Unions are pushing for new legislation to give Australian workers a right of appeal against an employer who hires a worker on a 457 visa, should this mean an Australian worker misses out or is fired.
The push comes as part of the Construction, Forestry, Mining and Energy Union’s submission to the Senate inquiry into the operation of 457 visas.
The move also comes alongside the government’s crackdown on 457 visas in the federal budget, with more money awarded to the Fair Work Ombudsman to crackdown on misuse.
The union is also calling for laws to be enacted which require advertising the job positions nationally and providing information to the government in regard to the number of applications received from Australian workers, and the reasons these applicants weren’t suitable for any position.
The CFMEU also wishes for all unsuccessful job applicants to be notified as to why they were not qualified to fill the role.

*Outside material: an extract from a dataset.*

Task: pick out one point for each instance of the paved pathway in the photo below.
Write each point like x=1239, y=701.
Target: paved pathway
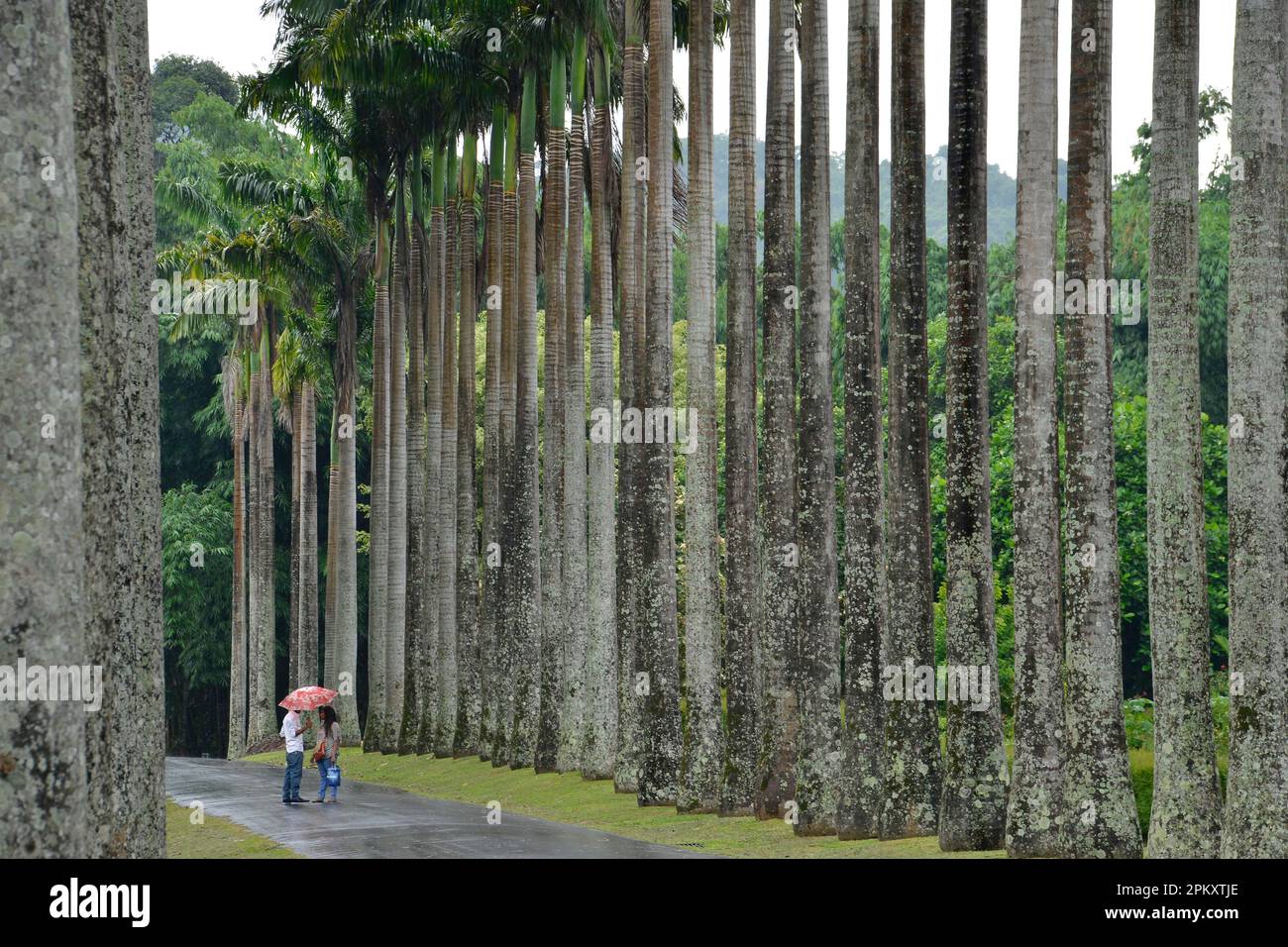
x=378, y=822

“The last requirement – notifying all unsuccessful Australian applicants – is essential for an effective LMT [labour market testing] system. Without this requirement, unsuccessful Australian applicants will be unaware that they have missed out on the job and the reasons why,” the submission says.
Based on a 2009 study by KPMG, which found 75% of employers surveyed would retrench an Australian worker before their 457 visa-workers, the CFMEU says Australian workers should be able to appeal redundancy decisions.

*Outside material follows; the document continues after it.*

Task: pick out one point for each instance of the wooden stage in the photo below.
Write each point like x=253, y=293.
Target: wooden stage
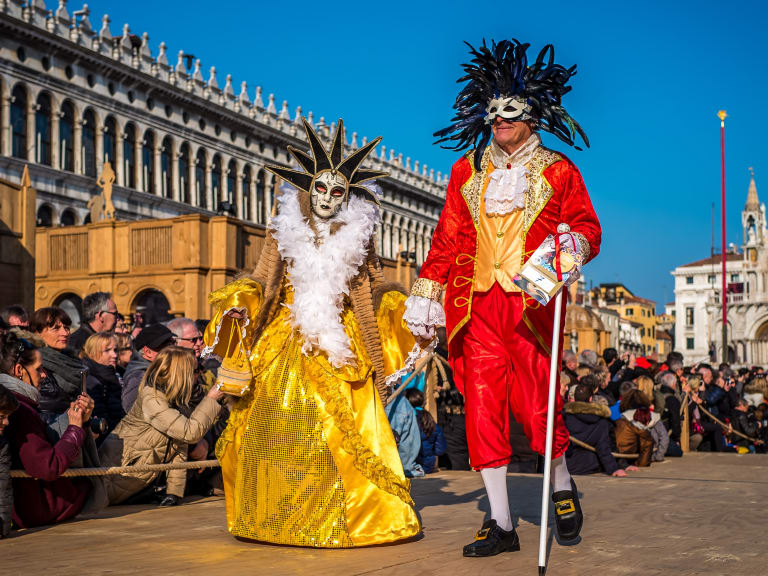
x=702, y=514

“In redundancy situations when there are both suitably qualified Australian workers available to do the work as well as 457 visa-holders in the same classifications, employers should have a 457 sponsor obligation to give preference to retaining the Australian workers and the 457 visa-holders should go first,” the submission says.

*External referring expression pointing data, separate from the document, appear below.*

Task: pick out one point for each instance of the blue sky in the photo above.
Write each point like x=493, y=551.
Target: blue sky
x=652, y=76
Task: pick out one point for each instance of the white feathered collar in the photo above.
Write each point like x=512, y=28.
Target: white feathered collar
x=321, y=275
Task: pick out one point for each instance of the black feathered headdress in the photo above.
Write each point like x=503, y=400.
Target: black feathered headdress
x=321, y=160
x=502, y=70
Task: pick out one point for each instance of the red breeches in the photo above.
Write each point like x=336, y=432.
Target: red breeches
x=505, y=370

The CFMEU submission also states the union wants a new 457 visa condition to be included which says the visa-holder has secondary rights relative to Australian resident workers in redundancy situations.
Executive director of the Council of Small Businesses of Australia Peter Strong told SmartCompany should this be enacted, it would inhibit small businesses.
“This is not good for small business or the economy. They may not even be aware what they’re doing because they live in a different world, but it would make it impossible for a small business to hire a 457 visa-worker.”
“Obviously the CFMEU is a big union and they deal with big business, but what they’re effectively saying is they don’t want small businesses to have a 457 visa-worker in their workplace. It’s bad on a macro- and a micro-level, and it makes change management more difficult,” he says.
Strong’s criticisms join those of the Australian Mines and Metals Association chief executive Steve Knott, who was quoted in The Australian as saying the suggestion is a “crass political stunt” and a “throw-back to pre-Fair Work labour market testing, which was universally rejected as unworkable and ineffective”.
The Gillard government is currently considering changes to the 457 visas sub-class and in late April Immigration Minister Brendan O’Connor signalled possible legislative changes before the election as he revealed there could be in excess of 10,000 breaches of the system.
While the system is designed to respond to skills shortages, O’Connor said the system was being rorted, but he was yet to determine what reforms would take place.
Figures revealed by the Immigration Minister found between March 2012 and March 2013 the number of 457 visa-holders in Australia increased by 19.2% to 105,600.
Some business groups, such as the AMMA and the Australian Industry Group, have said the foreign worker campaign is doing international damage to Australia’s reputation and image.